For now, we only support E4M3 (4-bit exponent and 3-bit mantissa) encoding format.

Running Conversion

The conversion process involves quantizing your existing model to the FP8 format. This process is facilitated by specifying the model's path, the desired output directory, and the quantization configuration. Below is an example command that illustrates this conversion process:

friendli model convert \
--model-name-or-path $MODEL_NAME_OR_PATH \
--output-dir $OUTPUT_DIR \
--data-type fp16 \
--output-ckpt-file-type safetensors \
--quantize \
--quant-config-file ./quant_config.yaml

When the model checkpoint is successfully converted to FP8 format, the following files will be created at $OUTPUT_DIR.

  • config.json
  • model.safetensors
  • special_tokens_map.json
  • tokenizer_config.json
  • tokenizer.json
info

If the size of the model exceeds 10GB, multiple sharded checkpoints are generated as follows instead of a single model.safetensors.

  • model-00001-of-00005.safetensors
  • model-00002-of-00005.safetensors
  • model-00003-of-00005.safetensors
  • model-00004-of-00005.safetensors
  • model-00005-of-00005.safetensors

For more information about each option of friendli model convert, refer to this guide.

Search Optimal Policy

To serve FP8 models efficiently, it is required to run a policy search to explore the optimal execution policy.

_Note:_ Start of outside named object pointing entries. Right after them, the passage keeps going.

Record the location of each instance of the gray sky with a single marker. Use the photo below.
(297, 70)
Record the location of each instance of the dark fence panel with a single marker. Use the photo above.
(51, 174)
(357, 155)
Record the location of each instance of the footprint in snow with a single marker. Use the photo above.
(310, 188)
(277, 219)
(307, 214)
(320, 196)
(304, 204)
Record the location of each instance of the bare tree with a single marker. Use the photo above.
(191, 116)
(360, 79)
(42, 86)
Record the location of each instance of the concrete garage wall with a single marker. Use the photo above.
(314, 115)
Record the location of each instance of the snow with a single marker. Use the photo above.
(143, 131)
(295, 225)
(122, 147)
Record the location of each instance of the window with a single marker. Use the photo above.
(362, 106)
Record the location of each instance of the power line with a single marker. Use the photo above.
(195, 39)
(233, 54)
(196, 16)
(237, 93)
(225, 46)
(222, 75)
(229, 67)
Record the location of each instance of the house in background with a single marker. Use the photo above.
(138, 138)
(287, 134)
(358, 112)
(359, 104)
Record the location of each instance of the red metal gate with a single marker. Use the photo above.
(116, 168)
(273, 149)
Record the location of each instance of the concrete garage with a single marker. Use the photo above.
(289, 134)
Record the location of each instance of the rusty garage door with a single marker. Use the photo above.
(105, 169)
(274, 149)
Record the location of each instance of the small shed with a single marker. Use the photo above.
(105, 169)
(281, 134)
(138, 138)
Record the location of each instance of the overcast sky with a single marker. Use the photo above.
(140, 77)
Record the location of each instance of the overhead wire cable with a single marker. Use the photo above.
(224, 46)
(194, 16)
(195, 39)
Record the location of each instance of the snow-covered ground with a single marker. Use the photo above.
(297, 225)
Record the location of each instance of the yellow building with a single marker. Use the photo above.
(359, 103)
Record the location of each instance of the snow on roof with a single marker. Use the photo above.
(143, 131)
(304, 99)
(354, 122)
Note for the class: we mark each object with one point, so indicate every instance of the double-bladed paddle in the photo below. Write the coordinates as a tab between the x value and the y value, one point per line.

Learn how to run the policy search at Running Policy Search.

Serving FP8 Models

Once you have prepared the FP8 model checkpoint and the policy file, you are ready to create a serving endpoint.

# Fill the values of following variables.
export FRIENDLI_CONTAINER_SECRET="" # Friendli container secret
export FRIENDLI_CONTAINER_IMAGE="" # Friendli container image (e.g., "registry.friendli.ai/trial")
export GPU_ENUMERATION="" # GPUs (e.g., '"device=0,1"')

docker run \
--gpus $GPU_ENUMERATION \
-p 8000:8000 \
-v $OUTPUT_DIR:/model \
-v $POLICY_DIR:/policy \ # Make sure running policy search
-e FRIENDLI_CONTAINER_SECRET=$FRIENDLI_CONTAINER_SECRET \
$FRIENDLI_CONTAINER_IMAGE \
--hf-model-name /model
--algo-policy-dir /policy

This command serves the FP8 model on a specified port 8000, making it accessible for inference requests.

Serving FP8 Models in Hugging Face Hub

FriendliAI provides pre-converted FP8 models through Hugging Face Hub. You don't need to go through the conversion process for the models available in the Hub:

Example: FriendliAI/Llama-2-13b-chat-hf-fp8

# Fill the values of following variables.
export FRIENDLI_CONTAINER_SECRET="" # Friendli container secret
export FRIENDLI_CONTAINER_IMAGE="" # Friendli container image (e.g., "registry.friendli.ai/trial")
export GPU_ENUMERATION="" # GPUs (e.g., '"device=0,1"')

docker run \
--gpus $GPU_ENUMERATION \
-p 8000:8000 \
-v ~/.cache/huggingface:/root/.cache/huggingface \
-v $POLICY_DIR:/policy \ # Make sure running policy search
-e FRIENDLI_CONTAINER_SECRET=$FRIENDLI_CONTAINER_SECRET \
$FRIENDLI_CONTAINER_IMAGE \
--hf-model-name FriendliAI/Llama-2-13b-chat-hf-fp8
--algo-policy-dir /policy